Returning USF QBs eager for competition ahead
TAMPA -- After last season ended for USF football, quarterback Matt Floyd added a tattoo on his left forearm, symbolic of both his strong faith and the challenge he faces this fall.
"CHASE LIONS," it reads in bold letters, then the Bible chapter and verse -- 2nd Samuel 23:20-21 -- detailing the story of Benaiah, whose great exploits now serve as daily inspiration for the USF sophomore, one of four passers competing for USF's starting job.
"Who chases a lion into a pit, and on a snowy day? It's crazy the things that Benaiah did, and the bravery he had helped him become King David's main bodyguard," said Floyd, active in USF's chapter of Athletes in Action. "The steps he took and his faith in God in the situations he was in led him to the ultimate goal he wanted to get. For me, it's just to do the same."
As the Bulls open fall camp with their first practice this morning, another returning QB, senior Bobby Eveld, is eager to continue the amicable competition he had with Floyd this spring, with two newcomers -- Penn State transfer Steven Bench and true freshman Mike White -- also in the mix for practice snaps and the starting job.
Eveld, like other QBs, has been active in leading summer voluntary workouts with other Bulls players, working to get the team on the same page and familiar with the offense they'll be running this fall.
"My first goal is to be the best teammate I can be," said Eveld, who has started one game in each of the last three seasons, filling in for the now-graduated B.J. Daniels. "I want to come out and show the guys I'm willing to work for them, and I want a very positive season, not just for me but the whole team."
USF coach Willie Taggart has a close, wide-open QB race ahead in the next month before the team's opener against McNeese State. It's close enough he won't say who came out of spring ahead between Eveld and Floyd -- the latter threw for two touchdowns in the spring game, but also had lingering issues with fumbled snaps.
"It's close. Both of them bring different things to the game," Taggart said Sunday. "We told them it won't be decided until training camp. We're going to give these other guys opportunities to compete. I do think we'll get ourselves the best quarterback for our football team. I want to see someone separate themselves. To me, that's what big-time college football is about. I'm excited."
Floyd's summer included a weeklong Christian "Ultimate Training" camp in Fort Collins, Colo., where he strengthened himself physically, mentally and spiritually at a gathering of college athletes.
"It was a fantastic camp. I learned a lot of tools I didn't know -- I thought was pushing my body to the limit, at that camp I learned I can push even harder," he said. "I also learned things to be more of a leader, to step out more and be more of a spiritual leader, a vocal leader and a leader by example on the team."

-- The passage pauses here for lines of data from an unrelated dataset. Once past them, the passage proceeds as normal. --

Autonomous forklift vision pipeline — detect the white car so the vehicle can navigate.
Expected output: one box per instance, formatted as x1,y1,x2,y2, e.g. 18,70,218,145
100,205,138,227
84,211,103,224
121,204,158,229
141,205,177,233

By team policy, Bench and White won't speak to the media before the season starts -- Taggart won't allow true freshmen to speak to reporters until after the season, nor transfers until after the first game. But with USF as the only team out of 10 in the American Athletic Conference not returning its starting quarterback, it will be a key position both before and during the season ahead.
"I don't look at the competition as a negative thing, by any means," said Eveld, whose brother Tommy, a redshirt walk-on, is also a Bulls quarterback. "I'm pretty good friends with Matt ... I have a good relationship with all the quarterbacks. ... I think our team is very welcoming, which is nice for the newcomers. It should be exciting to see how everything works out."